Warren Gatland to fly back from New Zealand for Wales clash with Scotland following funeral of his father
- Warren Gatland had to rush home after receiving news of his father’s death
- It was unclear whether he would be back in time for next Saturday’s match
- Sportsmail understands that he will be back in Wales in the middle of next week
Warren Gatland will jet back from New Zealand in time for Wales’ autumn opener against Scotland next week, having attended the funeral of his father.
The Wales head coach had to rush home on Tuesday after he received the news of the bereavement and at the time it was unclear whether he would be back in time for next Saturday’s match.
But Sportsmail understands Gatland will return just in time.
Warren Gatland will fly back from New Zealand in time for the Wales game against Scotland
The plan is for him to arrive back in Wales in the middle of next week, having spent time with his family, and all being well he should be back at the helm at the Principality Stadium come the weekend.
In his absence Rob Howley — who has led Wales on the two occasions when Gatland has been with the Lions — has taken charge as Wales build up to their November Tests.
And Robin McBryde, who took the reins for tour matches against Samoa and Tonga when Gatland and Howley were both away in the summer of 2017, said the Welsh have not broken stride.

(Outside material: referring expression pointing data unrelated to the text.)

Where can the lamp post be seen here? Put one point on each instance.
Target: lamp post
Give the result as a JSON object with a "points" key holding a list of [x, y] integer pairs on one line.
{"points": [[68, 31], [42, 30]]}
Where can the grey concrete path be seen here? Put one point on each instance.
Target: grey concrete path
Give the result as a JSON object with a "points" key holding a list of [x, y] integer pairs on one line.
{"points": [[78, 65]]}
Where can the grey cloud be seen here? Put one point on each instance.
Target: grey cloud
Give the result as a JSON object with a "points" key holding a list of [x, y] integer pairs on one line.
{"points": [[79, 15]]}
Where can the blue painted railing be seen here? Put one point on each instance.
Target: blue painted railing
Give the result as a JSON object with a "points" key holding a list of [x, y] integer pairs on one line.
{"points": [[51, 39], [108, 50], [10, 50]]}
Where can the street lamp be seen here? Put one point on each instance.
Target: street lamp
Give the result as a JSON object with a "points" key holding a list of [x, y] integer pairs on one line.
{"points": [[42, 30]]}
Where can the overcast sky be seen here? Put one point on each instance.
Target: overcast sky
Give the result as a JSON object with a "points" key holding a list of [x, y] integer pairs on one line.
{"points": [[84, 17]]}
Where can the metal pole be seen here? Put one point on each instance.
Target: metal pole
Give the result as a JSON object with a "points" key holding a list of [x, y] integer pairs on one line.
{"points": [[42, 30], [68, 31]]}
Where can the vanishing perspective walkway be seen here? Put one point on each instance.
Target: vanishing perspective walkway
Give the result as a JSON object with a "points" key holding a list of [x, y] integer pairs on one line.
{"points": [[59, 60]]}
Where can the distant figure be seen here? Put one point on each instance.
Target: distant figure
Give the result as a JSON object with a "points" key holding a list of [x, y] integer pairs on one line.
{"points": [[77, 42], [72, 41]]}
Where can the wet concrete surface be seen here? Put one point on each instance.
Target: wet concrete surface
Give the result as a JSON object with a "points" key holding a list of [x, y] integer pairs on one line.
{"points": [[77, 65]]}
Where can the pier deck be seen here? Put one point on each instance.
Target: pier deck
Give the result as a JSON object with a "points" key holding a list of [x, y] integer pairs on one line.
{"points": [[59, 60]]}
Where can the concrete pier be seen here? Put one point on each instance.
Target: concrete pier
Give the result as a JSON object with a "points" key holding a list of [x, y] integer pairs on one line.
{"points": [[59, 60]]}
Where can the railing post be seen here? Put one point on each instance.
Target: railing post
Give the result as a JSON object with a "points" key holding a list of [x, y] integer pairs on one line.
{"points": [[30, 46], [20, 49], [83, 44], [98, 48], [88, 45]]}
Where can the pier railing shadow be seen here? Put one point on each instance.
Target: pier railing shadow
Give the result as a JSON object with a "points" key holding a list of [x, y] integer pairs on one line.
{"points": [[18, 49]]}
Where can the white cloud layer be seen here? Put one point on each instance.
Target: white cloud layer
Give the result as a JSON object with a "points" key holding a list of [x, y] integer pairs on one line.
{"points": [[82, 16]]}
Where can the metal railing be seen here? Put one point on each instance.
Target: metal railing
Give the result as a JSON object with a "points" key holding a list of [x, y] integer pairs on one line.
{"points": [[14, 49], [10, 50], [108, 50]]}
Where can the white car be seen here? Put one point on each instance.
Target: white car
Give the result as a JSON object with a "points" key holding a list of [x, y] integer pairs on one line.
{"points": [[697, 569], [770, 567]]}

The 55-year-old plans is for him to arrive back in Wales in the middle of next week
Wales have a strategy in place for when members of the coaching team are unavailable
‘Our thoughts are with him and the family,’ he said. ‘It makes it that much harder being that far away from your family at times like this. We are just keen to crack on with the job.
‘Warren has always been happy to discuss plans and make sure we are on the same page and happy for us (coaches) to take a lead on different occasions.
‘Rob has stepped up and been in this position before so it has not affected us too much.
‘The plans have been in place for a while about when we train. It is about implementing that now.’